Re: [RFC PATCH] PM / core: skip suspend next time if resume returns an error

From: "Rafael J. Wysocki" <rjw@rjwysocki.net>
To: Doug Anderson <dianders@chromium.org>
Cc: rafael@kernel.org, Pavel Machek <pavel@ucw.cz>,
	Dilip Kota <dkota@codeaurora.org>,
	Dmitry Torokhov <dtor@chromium.org>,
	Stephen Boyd <swboyd@chromium.org>,
	linux-pm@vger.kernel.org, LKML <linux-kernel@vger.kernel.org>,
	"Brown, Len" <len.brown@intel.com>,
	Greg Kroah-Hartman <gregkh@linuxfoundation.org>
Subject: Re: [RFC PATCH] PM / core: skip suspend next time if resume returns an error
Date: Wed, 03 Oct 2018 10:46:52 +0200	[thread overview]
Message-ID: <1820725.IoyLWzYgSM@aspire.rjw.lan> (raw)
In-Reply-To: <CAD=FV=XU45z=kvO48Cwhi2NxuOBermbnEdxov5kZtt-VdMB4GA@mail.gmail.com>

On Wednesday, October 3, 2018 12:16:51 AM CEST Doug Anderson wrote:
> Hi,
> 
> On Tue, Oct 2, 2018 at 2:16 PM Rafael J. Wysocki <rafael@kernel.org> wrote:
> >
> > On Tue, Oct 2, 2018 at 11:01 PM Doug Anderson <dianders@chromium.org> wrote:
> > >
> > > Hi,
> > >
> > > On Tue, Oct 2, 2018 at 1:29 AM Rafael J. Wysocki <rafael@kernel.org> wrote:
> >
> > [cut]
> >
> > > > I guess so.
> > > >
> > > > Doing that in all cases is kind of risky IMO, because we haven't taken
> > > > the return values of the ->resume* callbacks into account so far
> > > > (except for printing the information that is), so there may be
> > > > non-lethal cases when that happens and the $subject patch would make
> > > > them not work any more.
> > >
> > > I think you're arguing that the best option is to leave the code / API
> > > exactly as-is because someone could be relying on the existing
> > > behavior?  That is certainly the least likely to introduce any new
> > > bugs.  ;-P
> > >
> > > ...would you accept a patch adding a comment codifying the existing
> > > behavior (AKA suspend will be called again even if resume failed) as
> > > the officially documented behavior?
> >
> > It is documented already IIRC, but yes.
> 
> Ah ha!  I'm guessing this is the documentation you're talking about in pm.h?
> 
>  * All of the above callbacks, except for @complete(), return error codes.
>  * However, the error codes returned by @resume(), @thaw(), @restore(),
>  * @resume_noirq(), @thaw_noirq(), and @restore_noirq(), do not cause the PM
>  * core to abort the resume transition during which they are returned.  The
>  * error codes returned in those cases are only printed to the system logs for
>  * debugging purposes.  Still, it is recommended that drivers only return error
>  * codes from their resume methods in case of an unrecoverable failure (i.e.
>  * when the device being handled refuses to resume and becomes unusable) to
>  * allow the PM core to be modified in the future, so that it can avoid
>  * attempting to handle devices that failed to resume and their children.
> 
> To me the above reads as "the behavior of the kernel right now isn't
> quite right, but we'll fix it in the future".
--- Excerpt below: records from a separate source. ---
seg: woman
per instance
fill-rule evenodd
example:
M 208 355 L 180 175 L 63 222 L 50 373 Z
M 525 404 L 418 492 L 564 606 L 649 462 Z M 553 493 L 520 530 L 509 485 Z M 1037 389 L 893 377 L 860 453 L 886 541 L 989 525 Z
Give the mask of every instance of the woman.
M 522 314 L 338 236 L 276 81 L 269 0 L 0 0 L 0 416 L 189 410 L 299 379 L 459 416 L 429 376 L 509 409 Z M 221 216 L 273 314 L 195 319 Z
This is just a recommendation due to a possible change in the core in future,
not a FIXME comment or similar.

And this recommendation hasn't been universally followed AFAICS.

> It also don't explicitly state that the next "suspend" will still be called.

It also doesn't explicitly state that the next "suspend" will not be called. :-)

> That's implicit in the "all we do is print a message" but the "we'll fix it
> in the future" makes me feel like that might change.

It might, but it didn't. :-)

> ...if there's some other documentation you're thinking of then I'm
> happy to keep looking.

There is the more detailed suspend and resume description in
Documentation/driver-api/pm/devices.rst (but that doesn't say what
will happen on the next suspend if the current resume fails too, which
basically means to expect it to be carried out as usual).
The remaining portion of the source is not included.